[Date Prev][Date Next][Thread Prev][Thread Next][Date Index][Thread Index]
[Condor-users] Condor monitoring alternatives
- Date: Fri, 8 Feb 2008 14:54:55 -0500
- From: Brent Strong <brs3567@xxxxxxx>
- Subject: [Condor-users] Condor monitoring alternatives
Here at RIT, we've been working on building up a respectable Condor
pool with some success. We're now running into the issue of
monitoring our clients. We have enough client machines that it is now
impossible to visually parse the condor_status output to find
"stragglers", so I'm looking for an automated solution.
I'm specifically looking for a lightweight alternative to hawkeye,
possibly something we could integrate into or have as an addition to
our quick stats look ( http://stats.rc.rit.edu/condor/ ).
Has anyone written a simple script or similar that contains a master
list of machines that should be up and compares the output of
condor_status to it? It seems to be something that would be very
useful and I'm hoping I can reuse someone else's code.

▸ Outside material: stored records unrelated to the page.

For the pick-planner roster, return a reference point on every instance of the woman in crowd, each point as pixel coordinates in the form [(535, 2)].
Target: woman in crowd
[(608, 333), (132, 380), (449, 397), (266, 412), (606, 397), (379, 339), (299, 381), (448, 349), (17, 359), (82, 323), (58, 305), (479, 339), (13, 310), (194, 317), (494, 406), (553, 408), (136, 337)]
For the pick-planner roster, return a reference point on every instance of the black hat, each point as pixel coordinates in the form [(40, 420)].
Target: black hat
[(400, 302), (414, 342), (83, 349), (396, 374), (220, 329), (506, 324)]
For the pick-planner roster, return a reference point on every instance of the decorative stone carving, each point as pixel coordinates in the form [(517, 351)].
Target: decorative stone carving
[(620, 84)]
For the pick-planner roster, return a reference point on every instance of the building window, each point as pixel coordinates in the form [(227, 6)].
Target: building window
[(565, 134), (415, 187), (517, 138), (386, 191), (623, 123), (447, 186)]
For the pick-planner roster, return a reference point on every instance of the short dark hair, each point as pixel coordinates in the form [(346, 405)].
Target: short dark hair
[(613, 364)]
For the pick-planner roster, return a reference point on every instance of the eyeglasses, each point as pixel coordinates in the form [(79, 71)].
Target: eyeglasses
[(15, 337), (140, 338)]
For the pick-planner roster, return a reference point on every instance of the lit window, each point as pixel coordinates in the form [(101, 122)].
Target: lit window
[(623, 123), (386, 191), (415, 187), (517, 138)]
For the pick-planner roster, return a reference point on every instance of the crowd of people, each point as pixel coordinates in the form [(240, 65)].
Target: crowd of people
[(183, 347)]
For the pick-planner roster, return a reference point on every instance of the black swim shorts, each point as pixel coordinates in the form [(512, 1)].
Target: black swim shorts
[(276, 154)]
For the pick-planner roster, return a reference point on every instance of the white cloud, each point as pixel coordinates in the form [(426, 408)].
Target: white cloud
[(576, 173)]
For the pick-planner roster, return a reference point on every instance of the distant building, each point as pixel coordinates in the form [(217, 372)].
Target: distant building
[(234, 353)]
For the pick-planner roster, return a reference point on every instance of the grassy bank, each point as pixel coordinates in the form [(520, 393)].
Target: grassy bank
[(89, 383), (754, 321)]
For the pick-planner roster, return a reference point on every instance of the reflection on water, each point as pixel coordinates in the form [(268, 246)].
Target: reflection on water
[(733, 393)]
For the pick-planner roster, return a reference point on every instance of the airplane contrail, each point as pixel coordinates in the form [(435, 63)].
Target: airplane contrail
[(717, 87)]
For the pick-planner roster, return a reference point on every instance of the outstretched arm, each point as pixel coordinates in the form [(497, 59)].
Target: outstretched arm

Ideally, we want a lightweight webpage that shows a list of machines
(by hostname, IP, whatever) that Condor is installed on and their
corresponding status (up and running condor, up but not running/
responding to condor, down). Combining the output of a ping test,
condor_status and a master list of machines, these states should be
easily determined. My question is: has anyone done this?
Research Computing at RIT